Do you have any job advice as a journalism major?

So, I'm both a bad and potentially good person to ask about this. If you didn't know, my degree is actually in Journalism and Promotional Communications (but mainly journalism) because I thought I wanted to work at Rolling Stone for three months when I was a freshman in college and chose my "path" under the general Journalism & Prom. Com umbrella. That changed like three months later but my neurotic ass basically figured out the rest of my schedule for the next couple of years and realized I could graduate early and couldn't think of anything else to major in so I just...stayed. And wrote some articles. And suffered through my degree. And vowed I would never work in journalism.

However, journalism has served me well! I started recently contributing fairly consistently to TODAY which is a great side gig and a way I can pay off my credit cards without taking away rent, utility, and grocery money. Beyond the actual act of writing articles though, I think my journalism degree comes up positively in every single interview I've ever had. Even if you don't want to write or edit, people in digital media and creative fields appreciate someone with a journalistic background because it shows you know how to write and edit and most of the time, in fewer words. You journalism degree can help you with copywriting, social media (you have to be concise when it comes to captions!), marketing, PR, anything really that involves writing and pitches and needing to know how to make your words have an impact. Play off your degree to your strengths because it can go so much further than just writing articles.

Do you have any recommendations on the best ways to find housing in the city?

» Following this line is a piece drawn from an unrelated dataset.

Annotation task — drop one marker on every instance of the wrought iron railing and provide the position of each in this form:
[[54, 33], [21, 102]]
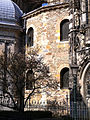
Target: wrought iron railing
[[63, 107], [58, 1]]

I did a whole long post about this already and honestly, the thought of moving hurts my head so I'm going to link to that post here and try to sum it up to the best of my abilities. First thing's first...there are a few things that are important when picking out a neighborhood. There's proximity to the subway, how long it will take you to commute to work, safety, the number of things to do in your area, size of the apartment, and amenities. You're never going to get it all. It just doesn't happen, unless maybe you have an unlimited budget which I'm sure is not really realistic. I personally found my apartment on StreetEasy and that's where I saw a lot of the places that I toured as well. I found a super brief sublet on Roomi when I first moved here so if you're moving by yourself and want to find roommates, that's a great place to find subleases or even full leases. But for real, this post will be much more informative!

How do you balance that work/life grind?

Part of my job is social media so it's hard to fully leave my work at work, but truthfully that's the best way. I'm lucky that even if I work for a startup, I have fairly normal hours and don't really have to stay much past 6/6:30 unless I have an event. When I leave the office, I try to keep my mind off of work things so I can enjoy the rest of my life in the city. I think since having weekly breakdowns in college trying to balance work, school, and friends, I've gotten much more self-aware and know how to handle my stress now. I don't force myself into situations that I know I'm not ready for and know when I need time to myself and when I can devote my free time to do things for myself without having to cry every single week. This answer is pretty chill and unhelpful, but it took years of me running myself into the ground between the ages of 19 and 21 that I basically felt the worst of the worst probably way too early in my life. Who knows, maybe things will change but for now, I have a pretty healthy work/life balance!